Signing up for eHarmony reminded me of my psych exams when I started pursuing Seminary last year: "on a scale of 1-8, how much does this word describe you?" and, "how important is this aspect in your relationship?" and the more classic, "how often do you drink/smoke/go to church/exercise/blah blah blah?"
Finally, at long last, after an hour of Q&A, I arrived on the final page. All right, let's do this! I clicked the giant "save my answers, show me my matches" button, and...
Seriously? I just spent an entire hour filling out your questionnaire, and you won't even take my money?
Now, let's be clear: it's not like I limited my search parameters to "I'm only interested in blondes within a 5 block radius of my house who have green eyes and are exactly 5'7" tall" - I said I'd be open to meeting people in the United States, United Kingdom, Australia, and New Zealand (basically all the places with awesome accents). You're telling me that in FOUR ENTIRE countries you can't find a single person [pun intended] you think I could match with?
I wrote customer support to ask what red flags they'd spotted, and they replied with a completely non-helpful, generic answer. Even though I should have recognized it as a losing battle, I replied anyway. As I explained to them: I wanted to understand if they were rejecting me because of something transient (for example, my particular mood or emotions when I happened to fill out the profile), or something more core/substantive to who I am (for example, my faith, career, etc).
The reason this matters, is because I probably wasn't in the best mood that day, and therefore [I'm educated-guessing here] may have indicated some level of depression in my answers. Not only had I been working my butt off for the last four months on the casting database project, but also just a few days earlier one of my best friends was sentenced to nine years in prison. So, I will concede: my emotional state was dubious at best.
With that said, I'm also suspicious they thought I was goofing off, because at one point in my exam they accused me of answering questions too quickly and not taking it seriously. Hey, don't punish me because I'm a fast screen reader and mouse-clicker, okay?
Customer support replied with another generic, non-helpful "blah blah blah have a nice life." Whatever. I can laugh about it now.
In the mean time, I took eHarmony's rejection as an opportunity for self-examination. Let's say, for argument's sake, that they did spot something in my psyche that I should be addressing. With this in mind, I came to one realization, and one actionable task.

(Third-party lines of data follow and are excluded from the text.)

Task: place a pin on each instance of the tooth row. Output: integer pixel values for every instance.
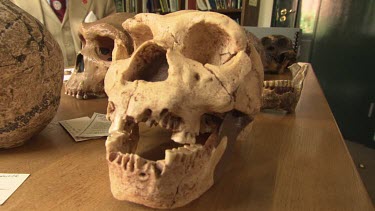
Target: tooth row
(133, 162)
(183, 137)
(185, 154)
(78, 95)
(277, 83)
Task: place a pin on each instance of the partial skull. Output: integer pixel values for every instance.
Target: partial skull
(279, 53)
(99, 40)
(31, 76)
(188, 70)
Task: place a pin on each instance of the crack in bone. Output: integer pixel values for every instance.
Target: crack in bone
(131, 96)
(221, 83)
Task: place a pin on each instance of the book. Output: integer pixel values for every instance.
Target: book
(201, 5)
(191, 4)
(213, 4)
(173, 5)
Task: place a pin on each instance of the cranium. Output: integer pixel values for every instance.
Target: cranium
(26, 60)
(98, 38)
(188, 69)
(279, 53)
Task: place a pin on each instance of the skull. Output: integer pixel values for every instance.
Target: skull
(188, 69)
(279, 53)
(99, 39)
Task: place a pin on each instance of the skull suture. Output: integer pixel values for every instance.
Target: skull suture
(188, 69)
(279, 53)
(98, 38)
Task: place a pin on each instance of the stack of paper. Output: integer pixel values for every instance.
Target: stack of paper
(9, 183)
(86, 128)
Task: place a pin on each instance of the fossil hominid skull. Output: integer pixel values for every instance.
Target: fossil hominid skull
(279, 53)
(99, 39)
(188, 69)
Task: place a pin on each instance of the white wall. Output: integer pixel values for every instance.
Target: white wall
(265, 13)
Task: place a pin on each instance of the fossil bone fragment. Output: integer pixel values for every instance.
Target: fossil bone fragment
(31, 74)
(188, 70)
(279, 53)
(283, 95)
(99, 39)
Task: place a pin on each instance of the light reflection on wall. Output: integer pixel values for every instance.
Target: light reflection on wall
(309, 13)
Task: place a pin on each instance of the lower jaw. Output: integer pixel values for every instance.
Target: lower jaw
(184, 175)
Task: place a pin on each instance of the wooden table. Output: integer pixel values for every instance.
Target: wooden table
(288, 162)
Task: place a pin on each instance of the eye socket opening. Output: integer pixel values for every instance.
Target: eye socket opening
(80, 65)
(104, 47)
(266, 41)
(283, 42)
(149, 64)
(270, 48)
(83, 40)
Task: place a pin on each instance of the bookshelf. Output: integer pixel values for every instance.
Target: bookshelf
(245, 12)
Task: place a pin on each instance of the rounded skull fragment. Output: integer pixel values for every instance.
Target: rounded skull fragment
(99, 40)
(31, 74)
(188, 69)
(279, 53)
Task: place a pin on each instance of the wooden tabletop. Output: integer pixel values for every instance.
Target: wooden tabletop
(288, 162)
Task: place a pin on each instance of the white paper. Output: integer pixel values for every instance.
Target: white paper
(253, 3)
(75, 126)
(9, 184)
(67, 77)
(97, 127)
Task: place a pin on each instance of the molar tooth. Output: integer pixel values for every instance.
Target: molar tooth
(78, 96)
(159, 167)
(149, 122)
(156, 169)
(190, 138)
(118, 159)
(170, 156)
(178, 137)
(130, 164)
(125, 160)
(139, 162)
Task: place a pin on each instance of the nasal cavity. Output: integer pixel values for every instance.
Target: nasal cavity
(80, 65)
(149, 64)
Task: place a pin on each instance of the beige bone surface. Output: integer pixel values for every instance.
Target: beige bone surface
(188, 70)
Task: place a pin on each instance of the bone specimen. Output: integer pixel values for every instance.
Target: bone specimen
(283, 95)
(31, 74)
(99, 39)
(279, 53)
(187, 71)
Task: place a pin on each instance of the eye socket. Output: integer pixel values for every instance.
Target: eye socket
(83, 41)
(149, 64)
(270, 48)
(104, 48)
(283, 42)
(80, 65)
(266, 41)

My realization was that the women I've typically been attracted to, seem themselves to be attracted to men who are more spiritually-conscious than I am. What do I mean by that. I mean, I see myself as having a lot of spiritual growing to do, to become closer with Jesus, to be more in tune with listening to the Holy Spirit's Call on my life, and not just my life in the grand sense, but in each tiny moment also. And let's also be clear: I'm not wanting to change myself for the sake of becoming what someone else wants me to be. I want to pursue this growth in myself for the sake of who I want me to be. Conveniently, my impression is this growth may come with the side-effect of making me more into the type of person that the people I'm attracted to, are attracted to in return. And even if it doesn't, I've still grown more in my relationship with God.

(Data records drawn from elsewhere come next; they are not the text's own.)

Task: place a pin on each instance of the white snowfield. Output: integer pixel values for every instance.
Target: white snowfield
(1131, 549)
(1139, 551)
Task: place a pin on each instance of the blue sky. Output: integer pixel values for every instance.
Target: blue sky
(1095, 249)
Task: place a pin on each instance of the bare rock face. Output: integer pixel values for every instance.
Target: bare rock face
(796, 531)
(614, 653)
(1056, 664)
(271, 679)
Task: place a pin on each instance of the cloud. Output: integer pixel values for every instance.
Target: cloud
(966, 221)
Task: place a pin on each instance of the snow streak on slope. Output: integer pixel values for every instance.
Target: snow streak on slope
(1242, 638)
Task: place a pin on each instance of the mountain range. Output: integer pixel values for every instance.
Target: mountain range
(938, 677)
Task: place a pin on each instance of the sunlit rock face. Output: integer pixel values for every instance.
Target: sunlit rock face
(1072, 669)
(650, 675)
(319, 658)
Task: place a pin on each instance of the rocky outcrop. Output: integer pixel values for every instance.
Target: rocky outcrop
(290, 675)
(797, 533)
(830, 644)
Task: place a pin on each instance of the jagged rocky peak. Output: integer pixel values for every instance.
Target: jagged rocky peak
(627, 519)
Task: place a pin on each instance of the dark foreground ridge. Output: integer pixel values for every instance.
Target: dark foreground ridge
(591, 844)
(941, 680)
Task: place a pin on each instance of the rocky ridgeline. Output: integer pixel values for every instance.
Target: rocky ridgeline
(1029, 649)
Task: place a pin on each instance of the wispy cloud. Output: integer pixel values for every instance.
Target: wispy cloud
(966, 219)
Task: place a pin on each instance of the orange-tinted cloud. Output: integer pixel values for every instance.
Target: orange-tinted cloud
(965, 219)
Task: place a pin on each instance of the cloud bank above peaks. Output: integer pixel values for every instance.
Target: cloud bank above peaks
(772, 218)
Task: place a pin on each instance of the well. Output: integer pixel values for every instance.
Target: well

My actionable task, only somewhat related to the above, was to start going to therapy. I don't have depression, I'm not an alcoholic, I don't have any major red flags that would call for therapy, so why would I want to do this, you ask? The simplest answer is: I go to my doctor regularly for physical checkups, I attend church regularly and have friends who help give me spiritual checkups, so pursuing mental checkups just makes sense. I've also heard very positive feedback from more than one friend about their therapy experiences - specifically, the way their therapists challenged them, or asked just the right questions to help lead their way of thinking about a problem. I knew I could benefit from that. So as long as the opportunity was there, I figured "why not?" I called up a delightful therapist named Beverly, recommended to me by one of my friends, and I've been visiting her since July.
Where does that leave me with eHarmony? At some point I think I will give it another go (when I'm for-sure in a good mood). I'll also adjust my answers toward what a normal, level-headed-Jeremy would say, and try to remove myself from whatever emotions I might be feeling right at that particular moment. I'll let you know how it goes. (or, hey, maybe I'll meet someone before then! Who knows?)